Commentary: Don’t be fooled by these myths about student loan “forgiveness” | Comment


Politicians deliberately use the word “forgiveness” when talking about what they do for student loans because it sounds magnanimous. The reality is very different.

Myth #1: Student loan forgiveness costs taxpayers nothing because the loaned money has already been spent.

Imagine a student is supposed to repay $10,000 in five years and the government has just canceled the loan. In five years, the government will have $10,000 less revenue than it would have otherwise. That means the rest of us will get $10,000 less in government services than we otherwise would, or pay $10,000 more in taxes than we otherwise would, or suffer $10,000 more in inflation than we otherwise would have. No matter how you cut it, the government has not waived the loans. It simply changed who is responsible for reimbursing them.

Myth #2: Foregoing student loans will cause inflation.

Canceling student loans will not cause inflation. But the way the rebate is funded could cause inflation. If Congress does not cut spending and raise taxes, it will have to increase borrowing. A significant part of the borrowings was financed by printing money. As we are now learning in the wake of the Federal Reserve creating billions of dollars out of thin air to fund Trump and Biden’s deficits, money printing causes inflation.
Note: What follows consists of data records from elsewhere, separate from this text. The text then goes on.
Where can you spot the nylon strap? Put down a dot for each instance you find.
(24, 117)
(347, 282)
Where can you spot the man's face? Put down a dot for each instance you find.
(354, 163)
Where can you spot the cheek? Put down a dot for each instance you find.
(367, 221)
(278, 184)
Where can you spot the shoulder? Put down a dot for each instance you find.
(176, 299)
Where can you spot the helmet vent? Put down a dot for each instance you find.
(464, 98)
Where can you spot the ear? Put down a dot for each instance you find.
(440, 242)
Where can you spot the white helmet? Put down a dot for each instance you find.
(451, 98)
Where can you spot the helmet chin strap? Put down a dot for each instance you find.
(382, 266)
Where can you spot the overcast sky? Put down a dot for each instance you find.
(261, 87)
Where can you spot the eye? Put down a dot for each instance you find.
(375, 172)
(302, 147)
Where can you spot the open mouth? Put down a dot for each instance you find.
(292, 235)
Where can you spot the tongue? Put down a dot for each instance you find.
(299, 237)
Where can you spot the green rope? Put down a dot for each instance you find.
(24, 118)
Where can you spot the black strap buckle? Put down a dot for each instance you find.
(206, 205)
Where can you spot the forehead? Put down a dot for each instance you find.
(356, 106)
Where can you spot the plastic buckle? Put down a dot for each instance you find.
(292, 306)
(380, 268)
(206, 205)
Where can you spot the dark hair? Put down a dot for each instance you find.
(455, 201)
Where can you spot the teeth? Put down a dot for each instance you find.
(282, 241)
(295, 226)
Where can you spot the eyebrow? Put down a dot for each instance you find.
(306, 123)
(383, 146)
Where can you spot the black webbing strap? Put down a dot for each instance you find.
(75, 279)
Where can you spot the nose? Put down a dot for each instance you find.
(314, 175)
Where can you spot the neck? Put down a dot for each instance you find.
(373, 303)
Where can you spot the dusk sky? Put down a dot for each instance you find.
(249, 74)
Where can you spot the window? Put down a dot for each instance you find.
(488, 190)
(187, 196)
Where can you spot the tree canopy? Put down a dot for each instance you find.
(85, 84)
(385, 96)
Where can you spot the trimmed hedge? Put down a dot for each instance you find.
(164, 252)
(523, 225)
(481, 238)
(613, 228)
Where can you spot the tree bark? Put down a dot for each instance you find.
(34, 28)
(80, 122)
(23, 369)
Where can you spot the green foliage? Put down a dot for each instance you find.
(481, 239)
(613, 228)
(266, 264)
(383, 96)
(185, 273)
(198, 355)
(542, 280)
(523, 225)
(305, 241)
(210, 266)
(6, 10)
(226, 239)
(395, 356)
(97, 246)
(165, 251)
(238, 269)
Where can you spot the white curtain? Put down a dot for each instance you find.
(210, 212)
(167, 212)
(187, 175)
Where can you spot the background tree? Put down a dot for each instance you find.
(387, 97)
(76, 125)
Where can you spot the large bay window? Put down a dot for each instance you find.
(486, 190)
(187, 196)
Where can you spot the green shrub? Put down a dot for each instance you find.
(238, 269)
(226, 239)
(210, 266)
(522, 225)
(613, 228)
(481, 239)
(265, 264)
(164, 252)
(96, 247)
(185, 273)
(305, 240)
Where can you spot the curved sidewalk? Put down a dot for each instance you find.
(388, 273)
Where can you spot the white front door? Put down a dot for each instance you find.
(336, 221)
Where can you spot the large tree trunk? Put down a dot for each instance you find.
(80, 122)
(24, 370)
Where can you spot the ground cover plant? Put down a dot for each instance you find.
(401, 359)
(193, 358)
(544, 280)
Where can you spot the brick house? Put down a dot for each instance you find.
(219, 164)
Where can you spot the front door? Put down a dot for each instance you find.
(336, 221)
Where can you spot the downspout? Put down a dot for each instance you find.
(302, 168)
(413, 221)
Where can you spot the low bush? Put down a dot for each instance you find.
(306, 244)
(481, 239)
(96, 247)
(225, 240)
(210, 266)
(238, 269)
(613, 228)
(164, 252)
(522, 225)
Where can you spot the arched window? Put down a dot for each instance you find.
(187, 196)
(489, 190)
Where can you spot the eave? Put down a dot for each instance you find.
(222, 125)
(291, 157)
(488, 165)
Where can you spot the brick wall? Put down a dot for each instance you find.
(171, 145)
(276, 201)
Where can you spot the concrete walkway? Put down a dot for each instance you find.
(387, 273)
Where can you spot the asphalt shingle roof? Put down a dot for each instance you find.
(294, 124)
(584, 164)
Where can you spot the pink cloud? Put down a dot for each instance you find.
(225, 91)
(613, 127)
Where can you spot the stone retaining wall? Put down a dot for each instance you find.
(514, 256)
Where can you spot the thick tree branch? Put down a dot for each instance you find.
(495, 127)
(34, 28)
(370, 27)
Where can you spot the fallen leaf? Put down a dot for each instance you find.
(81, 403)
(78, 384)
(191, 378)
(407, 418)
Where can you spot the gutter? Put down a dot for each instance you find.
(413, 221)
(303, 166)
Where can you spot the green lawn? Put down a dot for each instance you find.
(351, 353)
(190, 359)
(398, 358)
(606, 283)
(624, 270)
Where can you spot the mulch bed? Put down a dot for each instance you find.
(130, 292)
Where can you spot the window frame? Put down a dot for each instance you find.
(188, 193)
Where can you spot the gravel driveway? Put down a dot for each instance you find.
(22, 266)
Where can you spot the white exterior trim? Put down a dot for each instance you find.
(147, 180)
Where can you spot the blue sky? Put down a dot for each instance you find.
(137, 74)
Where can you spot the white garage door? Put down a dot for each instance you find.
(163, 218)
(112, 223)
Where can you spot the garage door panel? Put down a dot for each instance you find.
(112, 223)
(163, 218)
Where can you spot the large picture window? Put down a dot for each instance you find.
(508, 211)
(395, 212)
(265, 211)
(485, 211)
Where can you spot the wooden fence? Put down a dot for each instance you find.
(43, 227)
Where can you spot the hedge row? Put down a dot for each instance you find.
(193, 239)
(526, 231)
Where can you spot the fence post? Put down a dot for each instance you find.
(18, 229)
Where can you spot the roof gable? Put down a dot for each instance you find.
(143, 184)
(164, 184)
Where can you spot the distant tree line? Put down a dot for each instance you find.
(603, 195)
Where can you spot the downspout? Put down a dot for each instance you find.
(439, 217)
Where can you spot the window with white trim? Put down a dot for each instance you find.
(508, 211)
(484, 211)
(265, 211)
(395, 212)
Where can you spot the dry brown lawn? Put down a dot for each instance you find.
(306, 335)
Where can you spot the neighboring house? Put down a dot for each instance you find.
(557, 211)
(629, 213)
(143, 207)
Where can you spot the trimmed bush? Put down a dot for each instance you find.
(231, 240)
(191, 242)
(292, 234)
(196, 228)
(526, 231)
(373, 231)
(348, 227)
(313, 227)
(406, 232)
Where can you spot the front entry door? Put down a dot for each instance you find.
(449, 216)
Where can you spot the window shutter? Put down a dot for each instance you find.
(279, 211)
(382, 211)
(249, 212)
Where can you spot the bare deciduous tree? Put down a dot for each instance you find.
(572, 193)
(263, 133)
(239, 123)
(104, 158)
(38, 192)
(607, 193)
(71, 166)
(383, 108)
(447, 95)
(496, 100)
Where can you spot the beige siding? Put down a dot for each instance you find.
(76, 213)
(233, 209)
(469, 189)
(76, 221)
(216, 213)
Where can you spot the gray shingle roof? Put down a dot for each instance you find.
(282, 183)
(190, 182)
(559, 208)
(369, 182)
Myth #3: Student loan forgiveness benefits private banks.

The Department of Education owns over 90% of student loan debt. Student loan forgiveness only applies to this government-held debt, not debt held by private banks.

Myth #4: Canceling student loans is good for the economy because students will be better able to buy homes and cars.

Loan forgiveness will give students more financial freedom. But that’s only half the truth. For every extra dollar students can spend because their loans are forgiven, the rest of us will have one less dollar to spend because we have to pay off the canceled loans. Forgiveness increases student spending in exchange for lower spending by the general population.

Myth #5: Foregoing student loans won’t cost that much.

In the face of trillion dollar deficits, another hundred billion might not be noticeable, but what matters is what comes next. Prospective students will also want loan forgiveness. Universities will raise tuition because students are less concerned about tuition when someone else is footing the bill. There will be an influx of students who would otherwise have entered the workforce, but now see the possibility of taking four years of all-expenses-paid vacation.

This increase in demand will further drive up tuition fees. On average, student-vacationers will study easy subjects like gender studies and child and family education. When these students ultimately fail to find jobs, politicians will hold hearings to ask why higher education costs taxpayers so much and brings in so little return.

Politicians will attempt to “reform” higher education, arguing that since government pays the bills, government should make the decisions. And that will give us Public Schools 2.0. All the problems that politicians have brought to public education, they will bring to higher education.

Myth #6: Student loan forgiveness is good for Americans.

Student loan forgiveness is good for some but bad for others. The one group for whom student loan forgiveness is unquestionably good is politicians. Canceling student loans allows politicians to use taxpayers’ money to buy off a whole bunch of young voters.

The reality is that a college degree is valuable or it is not. If it has value, it will pay for itself. If it has no value, no one should pay for it. Either way, there is no reason for the government to be involved.

Anthony Davies is an associate professor of economics at Duquesne University and co-host of the weekly Words & Numbers podcast. He wrote this for InsideSources.